Rahon realizó aproximadamente 750 obras a lo largo de su carrera; Paalen, entre 350 y 400. La pareja se divorció en 1947 y Rahon adoptó entonces el apellido materno, con el que pasaría a la historia. Paalen murió en Taxco, México, en 1959, con una herida de bala en la cabeza. Rahon falleció en Ciudad de México en 1987, tras haberse retirado de toda actividad artística desde 1975.

La galerista Wendi Norris fue quien impulsó el proceso de catalogación oficial de las obras de ambos artistas, que murieron sin herederos. “He trabajado con Paalen prácticamente desde que abrí la galería”, contó Norris al medio especializado Artnet, quien lo considera “el puente entre el surrealismo y el expresionismo abstracto”.

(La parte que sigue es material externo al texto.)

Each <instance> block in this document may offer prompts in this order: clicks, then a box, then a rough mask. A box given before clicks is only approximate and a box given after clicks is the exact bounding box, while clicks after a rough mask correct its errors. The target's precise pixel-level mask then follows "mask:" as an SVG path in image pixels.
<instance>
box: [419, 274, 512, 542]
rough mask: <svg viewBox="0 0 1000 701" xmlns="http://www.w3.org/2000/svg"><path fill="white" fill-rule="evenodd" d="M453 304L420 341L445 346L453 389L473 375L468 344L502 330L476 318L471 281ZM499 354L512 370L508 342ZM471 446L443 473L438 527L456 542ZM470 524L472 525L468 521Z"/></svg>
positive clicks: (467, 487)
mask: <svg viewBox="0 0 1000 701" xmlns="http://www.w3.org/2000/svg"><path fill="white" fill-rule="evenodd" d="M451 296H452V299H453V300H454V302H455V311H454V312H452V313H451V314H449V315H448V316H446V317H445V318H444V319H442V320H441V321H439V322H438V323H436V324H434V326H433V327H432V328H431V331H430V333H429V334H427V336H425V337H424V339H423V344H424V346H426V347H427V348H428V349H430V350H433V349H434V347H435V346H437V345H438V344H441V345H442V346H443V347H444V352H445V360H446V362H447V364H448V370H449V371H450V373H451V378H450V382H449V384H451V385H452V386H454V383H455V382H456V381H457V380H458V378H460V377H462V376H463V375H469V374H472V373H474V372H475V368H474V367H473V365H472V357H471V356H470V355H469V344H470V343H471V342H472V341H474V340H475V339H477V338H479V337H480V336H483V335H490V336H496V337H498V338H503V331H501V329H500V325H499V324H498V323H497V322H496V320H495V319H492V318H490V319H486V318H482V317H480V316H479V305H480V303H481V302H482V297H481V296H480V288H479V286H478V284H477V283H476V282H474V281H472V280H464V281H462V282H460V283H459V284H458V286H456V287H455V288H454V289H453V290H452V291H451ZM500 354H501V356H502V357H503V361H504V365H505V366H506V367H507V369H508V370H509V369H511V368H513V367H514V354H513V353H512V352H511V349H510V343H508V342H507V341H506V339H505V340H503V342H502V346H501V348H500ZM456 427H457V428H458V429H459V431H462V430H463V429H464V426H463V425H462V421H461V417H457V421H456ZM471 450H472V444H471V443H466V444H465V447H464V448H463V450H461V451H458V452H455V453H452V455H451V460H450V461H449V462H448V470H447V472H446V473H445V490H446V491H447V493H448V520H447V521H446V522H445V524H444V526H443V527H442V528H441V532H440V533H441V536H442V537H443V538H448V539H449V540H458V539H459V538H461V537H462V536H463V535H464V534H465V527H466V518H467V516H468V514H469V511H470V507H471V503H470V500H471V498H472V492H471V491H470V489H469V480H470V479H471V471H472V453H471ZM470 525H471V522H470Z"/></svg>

A Rahon la descubrió más tarde, en 2018, en la casa de un coleccionista en Ciudad de México, mientras adquiría una obra de Leonora Carrington para el Museo de Arte Moderno de Nueva York (MoMA). “Rahon fue básicamente el proyecto de la galería durante la pandemia”, dijo y agregó: “Viajé a México un par de veces, vi tantas obras como pude y compré todo lo que pude discretamente”. Desde entonces, museos de Nueva York, Los Ángeles y otras ciudades han adquirido obras de la artista.

Alice Rahon// Amanecer en el fondo del mar, 1962 - Foto: cortesía de Gallery Wendi Norris, San Francisco.
Alice Rahon// Amanecer en el fondo del mar, 1962 - Foto: cortesía de Gallery Wendi Norris, San Francisco.

La exposición estará organizada temáticamente en torno a Paysage totémique (1937), una pintura de casi un metro por un metro veinte en la que Paalen empleó su célebre técnica del fumage —que consiste en basar la composición en el hollín que desprende una llama de vela, incorporando el azar como elemento creativo— y que contiene un simbolismo complejo que, según la galería, presagia la Segunda Guerra Mundial. Muchas de las obras incluidas provienen de colecciones privadas y rara vez se exhiben al público.

“Estos dos artistas lograron abordar paisajes y entornos similares de maneras muy distintas, pero en armonía”, dijo Norris. Sus paletas evolucionaron en paralelo. Ambos experimentaron con materiales como arena y papel de corteza en respuesta a los nuevos entornos que habitaron.

“Sin duda, ella era más poética”, observó la galerista. Paalen, en cambio, mantenía un enfoque más antropológico. “Creo que hemos estado intelectualizando demasiado su obra durante mucho tiempo”, dijo Norris sobre Paalen.